И, подумав несколько дней, изрекло:
— Гуннов можно, стихи нельзя!
Вести из лагеря до Ахматовой доходили редко, переписка была ограничена и перлюстрировалась — правды не скажешь. Сын бодрился: писал, что здоров, работает, благодарил за посылку, просил книги. Между строк сквозила обида — все его забыли, никто не хлопочет… Несправедливо, уж она-то, мать, делала все, что могла. Никто на ее месте не смог бы больше. Через себя переступила! К кому только не обращалась: и к влиятельным писателям — Фадееву, Шолохову, Эренбургу, и к ученым авторитетам, даже к почетным большевикам — все напрасно. Есть человек, который может решить судьбу Левы одной фразой, одним движением руки или бровей. Но он молчит, не дает ответа.

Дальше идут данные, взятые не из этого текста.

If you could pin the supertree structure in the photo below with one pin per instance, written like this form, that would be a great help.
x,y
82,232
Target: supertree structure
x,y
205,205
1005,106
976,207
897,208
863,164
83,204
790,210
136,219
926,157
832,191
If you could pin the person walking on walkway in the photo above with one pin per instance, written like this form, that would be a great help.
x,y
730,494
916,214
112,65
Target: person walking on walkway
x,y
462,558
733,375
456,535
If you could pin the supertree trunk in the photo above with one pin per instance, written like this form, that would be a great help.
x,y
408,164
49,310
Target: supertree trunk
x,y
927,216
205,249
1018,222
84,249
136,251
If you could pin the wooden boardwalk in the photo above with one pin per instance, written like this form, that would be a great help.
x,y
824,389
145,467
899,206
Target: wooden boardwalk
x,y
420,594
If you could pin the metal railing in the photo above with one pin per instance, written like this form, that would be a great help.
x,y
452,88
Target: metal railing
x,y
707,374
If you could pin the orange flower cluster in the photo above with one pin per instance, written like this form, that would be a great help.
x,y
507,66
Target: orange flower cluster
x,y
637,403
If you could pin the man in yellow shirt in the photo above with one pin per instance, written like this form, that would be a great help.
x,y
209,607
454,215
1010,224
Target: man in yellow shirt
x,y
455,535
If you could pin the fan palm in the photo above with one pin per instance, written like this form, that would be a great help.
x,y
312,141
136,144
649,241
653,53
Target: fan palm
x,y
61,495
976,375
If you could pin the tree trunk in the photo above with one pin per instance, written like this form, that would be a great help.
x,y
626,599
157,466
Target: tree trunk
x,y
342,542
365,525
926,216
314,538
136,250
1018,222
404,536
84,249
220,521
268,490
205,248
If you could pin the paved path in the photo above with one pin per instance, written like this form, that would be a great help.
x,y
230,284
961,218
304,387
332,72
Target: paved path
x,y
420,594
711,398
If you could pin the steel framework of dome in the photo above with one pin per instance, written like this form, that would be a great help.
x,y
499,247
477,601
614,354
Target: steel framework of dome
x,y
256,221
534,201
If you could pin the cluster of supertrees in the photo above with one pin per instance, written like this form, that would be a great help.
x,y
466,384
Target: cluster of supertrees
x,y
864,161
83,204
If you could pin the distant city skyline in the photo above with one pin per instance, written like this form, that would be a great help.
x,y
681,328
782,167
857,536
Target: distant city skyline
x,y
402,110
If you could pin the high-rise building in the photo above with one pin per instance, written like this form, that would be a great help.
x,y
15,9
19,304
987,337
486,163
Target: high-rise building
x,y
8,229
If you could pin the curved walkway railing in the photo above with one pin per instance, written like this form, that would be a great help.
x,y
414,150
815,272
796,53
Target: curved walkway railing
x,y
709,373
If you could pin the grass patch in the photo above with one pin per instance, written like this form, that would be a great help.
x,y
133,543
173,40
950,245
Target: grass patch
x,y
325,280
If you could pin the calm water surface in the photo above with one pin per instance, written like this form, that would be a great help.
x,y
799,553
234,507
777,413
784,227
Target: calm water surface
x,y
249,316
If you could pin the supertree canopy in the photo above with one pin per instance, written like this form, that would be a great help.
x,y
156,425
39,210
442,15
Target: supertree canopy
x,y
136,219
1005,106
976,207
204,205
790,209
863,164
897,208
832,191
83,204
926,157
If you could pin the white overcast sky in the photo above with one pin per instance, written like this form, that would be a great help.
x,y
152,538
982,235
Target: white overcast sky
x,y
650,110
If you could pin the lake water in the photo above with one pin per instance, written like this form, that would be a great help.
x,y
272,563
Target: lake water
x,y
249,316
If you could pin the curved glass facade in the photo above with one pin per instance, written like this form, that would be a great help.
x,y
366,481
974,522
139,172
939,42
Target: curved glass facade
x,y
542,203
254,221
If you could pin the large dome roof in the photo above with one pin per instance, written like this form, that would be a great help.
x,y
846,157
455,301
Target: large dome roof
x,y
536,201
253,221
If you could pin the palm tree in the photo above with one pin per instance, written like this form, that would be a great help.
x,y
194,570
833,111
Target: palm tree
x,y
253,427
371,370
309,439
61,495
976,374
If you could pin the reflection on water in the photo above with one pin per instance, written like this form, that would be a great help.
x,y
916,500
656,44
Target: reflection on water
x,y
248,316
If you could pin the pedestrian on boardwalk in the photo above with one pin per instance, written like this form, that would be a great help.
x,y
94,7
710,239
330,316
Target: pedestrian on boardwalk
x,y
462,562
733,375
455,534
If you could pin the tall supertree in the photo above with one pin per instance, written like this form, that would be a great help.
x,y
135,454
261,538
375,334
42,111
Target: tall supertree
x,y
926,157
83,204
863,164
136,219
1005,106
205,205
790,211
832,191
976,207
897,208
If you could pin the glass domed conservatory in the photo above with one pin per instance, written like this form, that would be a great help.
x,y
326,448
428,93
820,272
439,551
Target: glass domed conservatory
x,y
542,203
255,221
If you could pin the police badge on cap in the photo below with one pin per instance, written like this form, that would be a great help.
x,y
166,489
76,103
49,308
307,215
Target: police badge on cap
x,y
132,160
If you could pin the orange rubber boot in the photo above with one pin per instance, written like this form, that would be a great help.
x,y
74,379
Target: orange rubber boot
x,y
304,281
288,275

Да и страшно что-либо делать, при ее репутации, как бы не навредить, не сделать еще хуже. Ведь убойное постановление ЦК против нее никто не отменял. И она не раскаялась публично, не посыпала прилюдно голову пеплом.
Даже после публикации «Славы миру» по сути мало что изменилось. Правда, ей дали возможность зарабатывать переводами, чтоб не умереть с голоду. Восстановили в Союзе писателей. На заседании по этому поводу давний друг ее и Николая Гумилева, переводчик Михаил Лозинский привел слова Ломоносова: скорее можно отставить Академию наук от него, чем наоборот. Стихи Ахматовой будут жить, пока жив язык, на котором они написаны! Вряд ли это добавило расположения к ней литературного начальства и коллег — лишь подлило масла в огонь.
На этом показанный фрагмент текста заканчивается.